The MilanoByNight simulation

In this simulation, we considered a typical deployment scenario for a friend-finder service: a large number of young people using the service on a weekend night in large city like Milan. We performed a deep study, using different sources, including on-line surveys, of the parameters characterizing this scenario.

All probabilities related to agents' choices are modeled with a probability distributions. For this specific data generation, some of the important parameters of the simulation are:

  • Source and destination. These are the locations essential to define movements. They may be homes or entertainment places. Some places in some districts are more popular than others.

  • StartingTime. The time at which a user leaves her home to go to the first entertainment place.

  • Permanence. How long will a user stay at one entertainment place?

  • NumPlaces. How many entertainment places will a user visit on one night?

In order to have a realistic model of these distributions, we prepared a survey to collect real users data. We are still collecting data, but the parameters used in the simulation are based on interviews of more than 300 people in our target category.

Available datasets:

  • DataSet 1

    • Number of agents: 100.000

    • Simulation duration: 6 hours (from 7pm to 1am)

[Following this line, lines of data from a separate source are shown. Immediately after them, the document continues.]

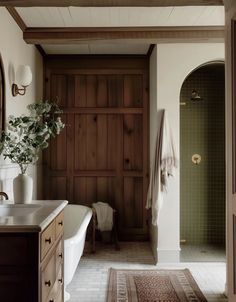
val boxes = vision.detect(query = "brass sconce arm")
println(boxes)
[12,83,27,97]
[11,65,32,97]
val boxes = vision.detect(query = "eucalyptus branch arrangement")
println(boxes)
[0,102,65,174]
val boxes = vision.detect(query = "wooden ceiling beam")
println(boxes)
[23,26,225,44]
[6,6,26,31]
[0,0,223,6]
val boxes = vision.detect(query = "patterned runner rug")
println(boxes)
[107,268,207,302]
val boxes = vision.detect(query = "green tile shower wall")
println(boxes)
[180,64,225,245]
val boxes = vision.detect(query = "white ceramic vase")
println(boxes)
[13,174,33,204]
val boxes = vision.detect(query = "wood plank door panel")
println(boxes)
[74,113,118,171]
[44,59,149,241]
[123,114,143,171]
[124,75,143,108]
[50,74,67,108]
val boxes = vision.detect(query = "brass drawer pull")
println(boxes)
[59,253,63,258]
[45,280,51,287]
[45,237,52,244]
[58,221,63,226]
[58,278,63,284]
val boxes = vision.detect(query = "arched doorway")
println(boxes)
[180,62,226,262]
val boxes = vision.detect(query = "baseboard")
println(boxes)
[151,244,158,263]
[156,248,180,263]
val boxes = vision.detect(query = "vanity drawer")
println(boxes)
[56,240,63,275]
[55,212,64,239]
[43,265,63,302]
[56,266,63,294]
[55,276,63,302]
[42,254,56,302]
[40,210,65,302]
[41,220,56,260]
[56,288,63,302]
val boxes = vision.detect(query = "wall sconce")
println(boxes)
[12,65,32,97]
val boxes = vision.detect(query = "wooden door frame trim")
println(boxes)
[0,0,224,6]
[35,45,46,58]
[147,44,155,57]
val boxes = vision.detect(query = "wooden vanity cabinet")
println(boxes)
[41,211,64,302]
[0,210,65,302]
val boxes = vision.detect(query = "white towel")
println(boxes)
[146,110,177,225]
[92,202,113,231]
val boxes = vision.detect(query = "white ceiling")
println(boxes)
[16,6,224,54]
[16,6,224,27]
[41,43,150,54]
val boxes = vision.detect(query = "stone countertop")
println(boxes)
[0,200,68,232]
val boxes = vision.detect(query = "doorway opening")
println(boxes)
[180,61,226,262]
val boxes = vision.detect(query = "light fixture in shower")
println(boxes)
[180,89,203,106]
[191,89,203,101]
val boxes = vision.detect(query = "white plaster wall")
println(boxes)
[150,43,225,263]
[0,8,43,200]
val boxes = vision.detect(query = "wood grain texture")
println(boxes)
[75,114,87,170]
[1,0,223,6]
[75,75,86,107]
[123,115,143,171]
[97,115,108,169]
[97,76,108,107]
[86,114,97,170]
[45,55,149,69]
[107,115,118,170]
[44,56,149,240]
[124,75,143,107]
[108,75,123,107]
[50,74,67,107]
[49,177,67,200]
[23,26,225,44]
[123,177,143,228]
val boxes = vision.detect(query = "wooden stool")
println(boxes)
[91,207,120,253]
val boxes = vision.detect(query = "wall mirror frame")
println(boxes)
[0,55,5,132]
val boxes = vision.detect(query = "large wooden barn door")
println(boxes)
[44,57,149,240]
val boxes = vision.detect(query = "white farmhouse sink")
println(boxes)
[0,204,42,217]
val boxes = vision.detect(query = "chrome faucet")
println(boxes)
[0,192,9,201]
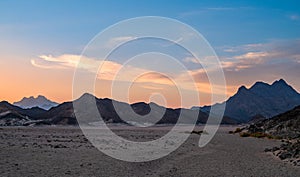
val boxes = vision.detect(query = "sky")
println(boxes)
[0,0,300,108]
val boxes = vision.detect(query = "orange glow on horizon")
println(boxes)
[1,56,300,108]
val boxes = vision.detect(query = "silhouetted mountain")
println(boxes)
[0,94,238,126]
[199,79,300,122]
[13,95,58,110]
[42,94,207,125]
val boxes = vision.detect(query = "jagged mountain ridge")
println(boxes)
[13,95,58,110]
[199,79,300,122]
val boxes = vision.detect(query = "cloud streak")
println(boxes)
[106,36,137,48]
[179,6,254,18]
[289,14,300,21]
[31,54,187,86]
[220,39,300,71]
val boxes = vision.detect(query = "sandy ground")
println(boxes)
[0,126,299,177]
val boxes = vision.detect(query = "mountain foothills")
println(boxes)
[199,79,300,123]
[13,95,58,110]
[0,79,299,126]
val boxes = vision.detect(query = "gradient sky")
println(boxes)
[1,0,300,108]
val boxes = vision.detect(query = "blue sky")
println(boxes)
[1,0,300,55]
[1,0,300,106]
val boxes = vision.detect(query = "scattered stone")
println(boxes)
[264,148,272,152]
[191,130,203,135]
[53,144,67,148]
[279,152,292,160]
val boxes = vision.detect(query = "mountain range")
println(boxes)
[13,95,58,110]
[0,93,236,126]
[1,79,300,126]
[198,79,300,122]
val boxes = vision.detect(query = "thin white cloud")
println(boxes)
[32,54,101,72]
[141,85,164,90]
[179,7,253,18]
[183,57,199,64]
[220,39,300,71]
[289,14,300,21]
[205,7,236,11]
[106,36,137,48]
[31,59,66,69]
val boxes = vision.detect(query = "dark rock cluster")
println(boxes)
[265,140,300,166]
[242,105,300,166]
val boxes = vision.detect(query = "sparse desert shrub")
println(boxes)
[191,130,203,135]
[265,134,281,140]
[234,128,242,133]
[250,132,267,138]
[239,131,280,139]
[229,127,243,134]
[185,130,209,135]
[240,132,250,137]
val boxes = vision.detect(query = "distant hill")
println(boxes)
[41,93,237,125]
[13,95,58,110]
[0,94,238,126]
[198,79,300,122]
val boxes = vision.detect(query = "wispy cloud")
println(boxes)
[205,7,236,11]
[289,14,300,21]
[179,7,253,18]
[140,84,164,90]
[31,54,183,86]
[31,54,123,81]
[219,39,300,71]
[31,54,101,71]
[183,57,199,64]
[105,36,137,48]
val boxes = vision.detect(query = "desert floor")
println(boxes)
[0,125,299,177]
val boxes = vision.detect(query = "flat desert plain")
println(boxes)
[0,126,299,177]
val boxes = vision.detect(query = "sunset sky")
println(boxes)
[1,0,300,108]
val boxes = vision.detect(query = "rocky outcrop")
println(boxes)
[241,105,300,166]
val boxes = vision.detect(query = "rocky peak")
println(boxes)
[13,95,58,110]
[237,85,248,92]
[272,78,288,86]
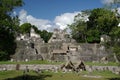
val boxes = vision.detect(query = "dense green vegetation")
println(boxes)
[69,8,119,43]
[0,0,23,61]
[39,30,53,43]
[87,8,118,42]
[0,70,119,80]
[20,23,32,34]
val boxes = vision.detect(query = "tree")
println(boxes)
[20,23,32,34]
[109,27,120,62]
[69,11,88,43]
[86,29,100,43]
[39,30,53,43]
[102,0,120,62]
[69,21,87,43]
[69,8,119,43]
[0,0,23,60]
[87,8,118,43]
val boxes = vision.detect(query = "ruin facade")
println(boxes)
[12,28,113,62]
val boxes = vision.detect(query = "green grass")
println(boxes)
[0,60,119,66]
[0,60,63,65]
[85,62,119,66]
[0,70,120,80]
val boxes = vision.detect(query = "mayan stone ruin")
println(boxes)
[12,28,113,63]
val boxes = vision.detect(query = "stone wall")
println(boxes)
[13,28,114,62]
[0,64,119,74]
[13,39,113,62]
[86,65,120,74]
[76,43,112,61]
[0,64,60,71]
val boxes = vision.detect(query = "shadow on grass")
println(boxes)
[107,78,120,80]
[4,74,52,80]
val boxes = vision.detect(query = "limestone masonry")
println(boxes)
[12,28,113,62]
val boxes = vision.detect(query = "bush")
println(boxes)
[0,51,8,61]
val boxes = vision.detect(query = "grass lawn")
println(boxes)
[0,60,62,65]
[0,60,119,66]
[85,62,120,66]
[0,70,120,80]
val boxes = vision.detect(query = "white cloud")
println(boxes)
[19,9,52,30]
[54,12,89,30]
[54,12,79,30]
[19,9,89,31]
[101,0,114,5]
[26,15,51,30]
[19,9,27,24]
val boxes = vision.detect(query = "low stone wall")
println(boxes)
[0,64,60,71]
[0,64,16,71]
[0,64,120,74]
[86,65,120,74]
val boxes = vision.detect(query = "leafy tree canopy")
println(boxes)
[0,0,23,61]
[69,11,88,43]
[87,8,118,34]
[20,23,32,34]
[69,8,119,43]
[39,30,53,43]
[86,8,119,43]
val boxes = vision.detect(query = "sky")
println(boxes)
[15,0,120,31]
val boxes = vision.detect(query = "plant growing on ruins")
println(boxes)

    • Interval between two consecutive instants: 2 minutes


[1] Sergio Mascetti, Dario Freni, Claudio Bettini, Sean Wang, and Sushil Jajodia. On the Impact of User Movement Simulations in the Evaluation of LBS Privacy-Preserving Techniques. In Proc. of the 1st International Workshop on Privacy in Location-Based Applications (PiLBA). 2008.

[2] M. Martin., P. Nurmi. A generic large scale simulator for ubiquitous computing. In Proc. of the 3rd Annual International Conference on Mobile and Ubiquitous Systems, Networking & Services. IEEE Computer Society. 2006.

[3] Traffic characteristics for the estimation of pollutant emissions from road transport. Technical report. Institut national de recherche sur le transport et leur sécurité, 2006.


* This project was partially supported by National Science Foundation (NSF) under grant N. CNS-0716567, and by Italian MIUR under grant InterLink II04C0EC1D.